In camp: Boil 4 cups of water and add the dry mix. Remove from heat and let stand for 30 minutes. Return to heat, crush the boullion cube and add to pot. Let simmer until ingredients are tender. Add croutons, and salt and pepper to taste. Serves 2.

Sunday Breakfast
Savory Corn Fritters

  • 1/2 cup yellow cornmeal
  • 1/2 cup flour
  • 1/2 cup instant dry milk
  • 1 tablespoon sugar
  • 1 teaspoon salt
  • 1/2 teaspoon nutmeg
  • 1 can (11 ounces) canned corn, drained
  • 1 egg or powdered equivalent
  • 1/4 cup oil for frying

At home: Pack first 7 ingredients into a doubled zip-top bag.

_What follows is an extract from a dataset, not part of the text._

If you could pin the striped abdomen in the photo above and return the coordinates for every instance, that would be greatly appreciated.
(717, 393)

In camp: Add corn, egg, and water to bag; seal, then squeeze gently to mix contents. Heat oil in pan to medium high. Drop large spoonfuls into pan; flip when bottom is golden brown (about 11/2 minutes). Drain on paper towels. Makes about 12 peach-sized fritters. Serve with syrup. Serves 2.

Sunday Lunch
Stuffed Pitas

  • 2 whole pita pockets
  • 1/4 cup stuffed olives
  • 1 medium avocado
  • 1 medium sun-dried tomato
  • 4 ounces cheddar cheese
  • 2 apples

At home: Store sun-dried tomato and avocado in paper bag to keep fresh. Store other ingredients separately.

In camp: Slice tomato, avocado, and olives. Fill pitas with ingredients.